Every Fourth of July we would get together as a family and usually go to the local reservoir, have a picnic, or BBQ, play games outside and wait for it to get dark to watch the fireworks. I never got into the thrill of fireworks. While I have seen some amazing firework displays in Michigan, Boston, and Hawaii, I never got crazy excited about them. I mean, as a little kid, sparklers scared me. I always felt my hand was going to catch on fire.

I digress. The song that makes me think of my dad. It is not America the Beautiful, or the National Anthem that reminds me of Independence Day, it is Lee Greenwood’s “Proud to be an American.” I can picture the emotion in my dad’s face whenever that song came on the radio, so much so that when I hear it I cannot control the tears that come to my eyes. It makes me proud to know that his emotion was shared with me.

Whether you are watching fireworks on the Charles River Esplanade while listening to the Boston Pops, or are on a boat on a lake in the middle of our country, at the Capitol lawn in Washington, D.C. or camping at one of our national parks on Thursday, or comfortable at home on your patio, I hope you take a moment to   enjoy your family, friends, and be grateful to all the men and women who have fought and defended our country and given us incredible freedoms.

Take a moment to think about all the ways you are free.

Does instant information mean too much access?

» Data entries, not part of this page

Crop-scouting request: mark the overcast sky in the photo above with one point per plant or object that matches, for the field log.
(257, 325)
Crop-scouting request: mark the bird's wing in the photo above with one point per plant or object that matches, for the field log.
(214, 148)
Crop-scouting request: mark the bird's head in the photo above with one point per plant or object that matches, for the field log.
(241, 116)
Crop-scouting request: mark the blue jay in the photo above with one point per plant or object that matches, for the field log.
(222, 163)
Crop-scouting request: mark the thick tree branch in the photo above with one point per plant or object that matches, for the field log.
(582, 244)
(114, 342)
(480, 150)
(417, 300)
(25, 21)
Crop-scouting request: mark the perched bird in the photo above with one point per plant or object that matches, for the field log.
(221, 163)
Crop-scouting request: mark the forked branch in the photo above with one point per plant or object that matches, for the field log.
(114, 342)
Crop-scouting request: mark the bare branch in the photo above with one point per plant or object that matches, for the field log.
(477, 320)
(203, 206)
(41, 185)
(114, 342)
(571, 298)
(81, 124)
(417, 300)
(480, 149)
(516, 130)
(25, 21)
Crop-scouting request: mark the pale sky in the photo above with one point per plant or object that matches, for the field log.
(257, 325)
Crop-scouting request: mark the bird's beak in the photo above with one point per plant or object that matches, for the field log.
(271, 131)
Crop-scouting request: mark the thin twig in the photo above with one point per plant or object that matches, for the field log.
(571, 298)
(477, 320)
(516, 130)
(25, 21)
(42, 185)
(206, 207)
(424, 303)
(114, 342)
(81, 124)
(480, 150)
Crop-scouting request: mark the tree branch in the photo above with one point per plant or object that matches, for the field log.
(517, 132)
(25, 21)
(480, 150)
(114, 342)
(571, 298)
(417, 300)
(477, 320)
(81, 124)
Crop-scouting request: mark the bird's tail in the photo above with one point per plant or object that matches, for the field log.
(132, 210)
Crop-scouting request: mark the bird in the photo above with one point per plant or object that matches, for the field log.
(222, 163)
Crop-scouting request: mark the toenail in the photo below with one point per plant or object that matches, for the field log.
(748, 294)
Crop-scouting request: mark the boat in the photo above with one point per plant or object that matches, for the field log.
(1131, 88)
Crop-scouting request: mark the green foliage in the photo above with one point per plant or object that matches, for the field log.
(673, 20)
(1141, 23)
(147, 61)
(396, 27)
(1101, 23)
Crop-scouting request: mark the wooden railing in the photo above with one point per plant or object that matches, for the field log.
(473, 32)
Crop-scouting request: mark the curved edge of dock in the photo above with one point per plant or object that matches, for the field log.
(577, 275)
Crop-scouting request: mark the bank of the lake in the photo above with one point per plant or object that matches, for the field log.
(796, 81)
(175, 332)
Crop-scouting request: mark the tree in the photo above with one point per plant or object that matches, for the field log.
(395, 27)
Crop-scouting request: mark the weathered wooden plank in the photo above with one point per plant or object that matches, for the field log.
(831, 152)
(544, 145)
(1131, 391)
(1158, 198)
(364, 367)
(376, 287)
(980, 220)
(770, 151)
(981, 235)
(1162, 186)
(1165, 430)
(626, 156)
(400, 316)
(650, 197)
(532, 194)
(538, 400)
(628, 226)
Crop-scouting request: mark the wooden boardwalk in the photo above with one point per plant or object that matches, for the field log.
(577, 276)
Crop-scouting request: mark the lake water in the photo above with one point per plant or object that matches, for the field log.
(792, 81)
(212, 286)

Last week Siouxsioux shared a comment on my recent blog: Photo Cops Suck:

“I agree — a “real” traffic cop stop is more humane and allows for exceptions. However, your wake-up call ties in with what I’m feeling in this spy-info-obsessed environment. We like 24-hour automated tellers, expect instant assistance from Google and appreciate GPS-assistance complete with photos of where we’re going or where we’ve been … but no one likes being spied upon. If we keep willingly giving away info and expecting instant, automated assistance, at what point does it lead to too much outside control … with no turning back?”

Siouxsioux’s comment really made me think of how often I am impatient and frustrated when the gadgets in my life are not moving as fast as my brain might be working. It reminds me of Louis CK on Conan O’Brien a few years ago. The part relating to our world of automation starts around 2:45 in the video clip. Another great section is at 3:25 regarding our impatience with the Internet not working while flying on an airplane. He later says how a plane flight now consists of, “you watch a movie, take a dump, and you are home.”

There is a balance of instant access to information on our iPhones, iPads, and laptops, and what security and privacy we may not even know we are forfeiting while searching and utilizing that information. As Siouxsioux mentioned, I wonder at what cost. I know I am slightly addicted to the Internet. Well, more that slightly addicted to instant information at my fingertips. I am assuming that Words with Friends knows how often we play, or how addicted we are, Facebook can tell almost anything about our lives, our local library knows what we read, the grocery store you frequent knows what you eat and buy, and Amazon can tell a lot about your spending habits. If someone put that all together, I am sure there would be plenty of information for your shrink.

So where is the line, and have we already crossed it?